A reprodução já não é mais considerada e analisada nos termos em que o
foi por Foucault. Para ele, o controle da sexualidade dos indivíduos era o foco central da
biopolítica neste tema, no entanto, atualmente, para os autores, é a própria reprodução
que entra em foco e não mais a sexualidade. A reprodução passa a ser problematizada
por causa de suas consequências econômicas, ecológicas e políticas e também no
âmbito das relações médico-paciente, sendo que todas essas relações, macro e micro, ou
molar e molecular, combinam-se, tornando-se um espaço biopolítico por excelência,
embora seja difícil discernir alguma estratégia unificada neste campo. No entanto, ainda é
possível identificar formas de eugenia relacionada à saúde pública, como o controle de
Tay Sachs entre os judeus ocidentais na América do Norte e em Israel e da população em
geral no Chipre para identificar e eliminar a fibrose cística pela interdição do casamento.
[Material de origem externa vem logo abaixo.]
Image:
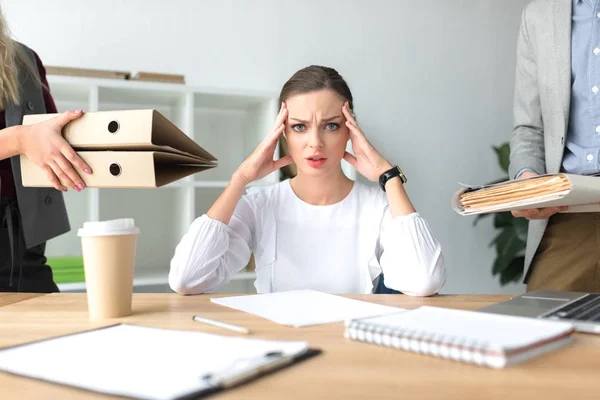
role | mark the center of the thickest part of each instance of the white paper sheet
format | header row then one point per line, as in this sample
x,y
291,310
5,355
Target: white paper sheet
x,y
138,362
299,308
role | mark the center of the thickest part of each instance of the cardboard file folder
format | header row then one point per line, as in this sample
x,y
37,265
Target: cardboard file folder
x,y
128,149
580,193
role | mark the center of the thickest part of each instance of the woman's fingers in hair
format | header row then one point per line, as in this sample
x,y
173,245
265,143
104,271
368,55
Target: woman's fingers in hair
x,y
281,117
348,114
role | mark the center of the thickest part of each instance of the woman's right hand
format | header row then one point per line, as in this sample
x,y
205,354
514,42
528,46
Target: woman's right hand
x,y
260,163
44,144
536,213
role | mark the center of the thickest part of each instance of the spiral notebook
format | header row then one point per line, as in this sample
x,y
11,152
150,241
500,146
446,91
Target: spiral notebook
x,y
490,340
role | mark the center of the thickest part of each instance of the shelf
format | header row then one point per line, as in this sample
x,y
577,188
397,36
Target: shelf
x,y
78,209
151,280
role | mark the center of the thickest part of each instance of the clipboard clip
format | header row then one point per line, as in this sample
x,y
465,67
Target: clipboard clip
x,y
244,370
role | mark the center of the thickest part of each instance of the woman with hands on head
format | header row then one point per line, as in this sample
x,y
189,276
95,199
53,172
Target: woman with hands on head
x,y
31,216
319,230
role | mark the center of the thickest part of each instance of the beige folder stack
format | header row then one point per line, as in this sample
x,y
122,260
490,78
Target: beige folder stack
x,y
580,193
125,149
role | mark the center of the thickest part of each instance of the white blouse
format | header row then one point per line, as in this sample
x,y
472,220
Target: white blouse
x,y
338,248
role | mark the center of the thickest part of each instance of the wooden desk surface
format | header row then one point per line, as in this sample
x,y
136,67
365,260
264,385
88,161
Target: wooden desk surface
x,y
346,369
10,298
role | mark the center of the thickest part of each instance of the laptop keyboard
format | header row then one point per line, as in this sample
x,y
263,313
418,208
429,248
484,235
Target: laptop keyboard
x,y
585,309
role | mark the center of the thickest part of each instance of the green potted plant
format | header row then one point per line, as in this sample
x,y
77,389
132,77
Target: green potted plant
x,y
511,237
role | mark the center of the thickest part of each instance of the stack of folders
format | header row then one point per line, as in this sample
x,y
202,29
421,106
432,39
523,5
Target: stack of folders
x,y
490,340
579,192
125,149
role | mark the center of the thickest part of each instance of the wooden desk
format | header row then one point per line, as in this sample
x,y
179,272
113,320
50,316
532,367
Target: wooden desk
x,y
346,369
10,298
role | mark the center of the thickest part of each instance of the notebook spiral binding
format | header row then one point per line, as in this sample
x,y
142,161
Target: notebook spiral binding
x,y
444,346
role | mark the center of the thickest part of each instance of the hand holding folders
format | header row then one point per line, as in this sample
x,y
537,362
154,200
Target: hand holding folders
x,y
580,193
126,149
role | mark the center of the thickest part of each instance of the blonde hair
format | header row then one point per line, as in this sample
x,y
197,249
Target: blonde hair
x,y
12,56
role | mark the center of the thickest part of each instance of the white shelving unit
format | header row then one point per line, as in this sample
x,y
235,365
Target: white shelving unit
x,y
228,124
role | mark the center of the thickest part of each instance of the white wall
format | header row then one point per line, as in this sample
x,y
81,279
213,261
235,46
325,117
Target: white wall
x,y
432,79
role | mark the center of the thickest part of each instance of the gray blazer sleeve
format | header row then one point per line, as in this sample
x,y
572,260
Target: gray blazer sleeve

A medicina genômica é relativamente nova no cenário biopolítico e ainda
hoje envolta em questões éticas que merecem controle e fiscalização para não tornarem-
se fundamento para políticas de extermínio, como o holocausto, ou de hierarquização
entre indivíduos ou entre “raças” que fundamentaram a escravidão. Assim, partindo de um
discurso de que a medicina genômica visa avançar na melhoria da saúde e do bem-estar
das pessoas, este processo envolve também o nível molecular, isto é, são os indivíduos,
na relação médico-paciente, quem também se submetem e alimentam esse tipo de
biopoder. Nesse sentido, há investimento de vários setores que vão do governamental,
passam pelas organizações capitalistas privadas e chegam ao particular, ao indivíduo que
alimentado pela esperança do bem-estar e da saúde também investe na prática.